Unintended Consequences

The only immutable law of the universe, political as well as physical, is the law of unintended consequences. History is replete with examples of leaders heading off in one direction only to find themselves elsewhere. It's sort of Heisenberg's uncertainty principle applied to human behavior. Once we form a plan its very existence changes the facts on which the plan, is based and sends us sideways.

Witness for example the President's decision to pursue aggressively healthcare reform in the first months of his first term. (Yes, Virginia, there will be a second term). This decision sent Congress home for the summer recess with healthcare the focus of a fierce blowback against Washington that literally roared into the town hall meetings of August. It was in the cauldron of those meetings that the inchoate anger amongst a largely exurban swath of the American public bubbled up into an organized Tea Party movement. In the most American manner imaginable, the Tea Party asserted itself, sent scores of followers to Congress in 2010 and changed Washington in an unintended and consequential manner.

In a confirmation of the immutability of this law of unintended consequences, Occupy Wall Street is now taking the Tea Party's success and challenging its supremacy. Just as the Tea Party arose from the healthcare debate, so too has Occupy arisen from the ashes of the debt ceiling debacle. It is no coincidence that OWS began as a postscript to the August spectacle of the Tea Party caucus holding the country hostage as it demanded spending cuts without revenue enhancement. We were subjected to the sad spectacle of the President's efforts at a Grand Bargain being destroyed by a minority of the Republican majority in the House. Can it be doubted that this pathetic pageantry was a tipping point for those who are now occupying Wall Street and elsewhere?

And so it goes. Plan begets changed facts that beget unintended consequences that beget a new plan that begets etc. Fasten your seat belts, America, as we see what unintended consequences Occupy Wall Street spawns.

Tea Party 1.0

United States Senate Majority Leader Harry Reid of Nevada recently told Matt Lauer in a televised interview that the Tea Party would fade from prominence and eventual existence as soon as the economic recovery reached a satisfactory level of prosperity. Whether Senator Reid was channeling early American history or not, his prediction about the modern Tea Party movement coincides correctly with the chronology of the original Tea Party in pre-revolutionary times.

The original Tea Party arose in the streets of Boston in response to a succession of British taxes. The rallying cry was, as every elementary school student of history knows, “no taxation without representation.” The Tea Party reached its apogee with the dumping of tea into Boston Harbor to avoid the British tea tax. Although recent historians have questioned the independence of the Tea Party and wondered whether Boston merchants were responsible for its organization and promotion, the Tea Party lore – and the Tea Party facts - is that these men were patriots in the vanguard of the American Revolution.

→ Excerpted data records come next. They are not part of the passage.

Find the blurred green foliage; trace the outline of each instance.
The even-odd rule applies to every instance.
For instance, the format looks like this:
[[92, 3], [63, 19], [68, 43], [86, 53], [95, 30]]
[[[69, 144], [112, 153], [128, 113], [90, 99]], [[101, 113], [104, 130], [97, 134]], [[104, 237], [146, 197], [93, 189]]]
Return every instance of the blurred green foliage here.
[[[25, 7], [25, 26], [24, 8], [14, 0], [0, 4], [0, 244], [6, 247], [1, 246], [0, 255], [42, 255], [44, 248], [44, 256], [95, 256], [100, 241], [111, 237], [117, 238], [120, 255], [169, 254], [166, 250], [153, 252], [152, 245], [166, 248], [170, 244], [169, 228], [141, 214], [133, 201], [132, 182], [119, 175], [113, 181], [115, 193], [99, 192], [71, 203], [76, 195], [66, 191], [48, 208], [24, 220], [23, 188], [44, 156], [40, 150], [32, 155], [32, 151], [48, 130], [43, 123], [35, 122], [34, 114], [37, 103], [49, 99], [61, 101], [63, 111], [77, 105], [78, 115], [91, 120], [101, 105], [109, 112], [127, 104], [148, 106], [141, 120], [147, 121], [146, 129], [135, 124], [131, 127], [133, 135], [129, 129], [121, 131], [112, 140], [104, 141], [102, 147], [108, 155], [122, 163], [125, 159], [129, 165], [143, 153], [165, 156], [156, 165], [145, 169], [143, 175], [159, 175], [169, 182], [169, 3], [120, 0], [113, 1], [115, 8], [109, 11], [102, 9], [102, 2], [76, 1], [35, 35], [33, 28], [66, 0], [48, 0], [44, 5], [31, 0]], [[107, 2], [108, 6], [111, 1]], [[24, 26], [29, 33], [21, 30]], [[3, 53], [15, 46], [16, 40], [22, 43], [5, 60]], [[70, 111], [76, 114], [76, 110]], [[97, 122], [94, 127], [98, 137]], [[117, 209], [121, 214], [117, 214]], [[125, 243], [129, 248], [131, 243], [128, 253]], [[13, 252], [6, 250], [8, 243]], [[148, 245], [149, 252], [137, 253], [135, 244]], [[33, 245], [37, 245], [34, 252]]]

The colorful history of the Tea Party was in fact very short-lived. Once the level of hostilities between the colonies and the British spread from New England throughout the Atlantic seaboard, the leadership of the American movement steadily evolved into the hands of the men we now know as the Founding Fathers. The Tea Party itself, and its leaders, became less prominent as matters became more confederate and complicated. Without predicting the longevity of today’s Tea Party, the historical precedent from which they look for their name and their rallying cry is that of an important but short-lived movement. This may not be what the Majority Leader had in mind but it is an historical precedent for his prediction.
 

Who Are The Angry Voters?

Our firm had an all-attorney retreat in Orlando over the weekend, and the keynote speaker was national pollster John Zogby. He had a number of important insights drawn from his current work and the trends in his book The Way We'll Be.  One point in particular which he mentioned caught my attention. According to John, there's a misconception that the folks defining themselves as Tea Party supporters are primarily from the lower economic strata, particularly those who have lost their jobs. To the contrary, his research indicates that they tend to be upper middle class, and their anger stems more from a fear that whatever socio-economic level they have achieved may be taken from them.

Three stories in the New York Times today resonate against that background.  The first is a report on the US Senate race in Pennsylvania, where Pat Toomey is perceived to have an edge over Joe Sestak primarily because he has been leveraging that fear. The second is about Tea Party candidates starting to poke at the Federal Reserve Bank. It illustrates that the anger is still in search of a target but it seems to me that the harder it is to explain something, the easier it is to assign it blame. Finally, Paul Krugman has a column today that makes the case that the two previous targets, health care reform and the stimulus, don't deserve the anger they've generated because the former hasn't really taken effect and the latter was too small to matter.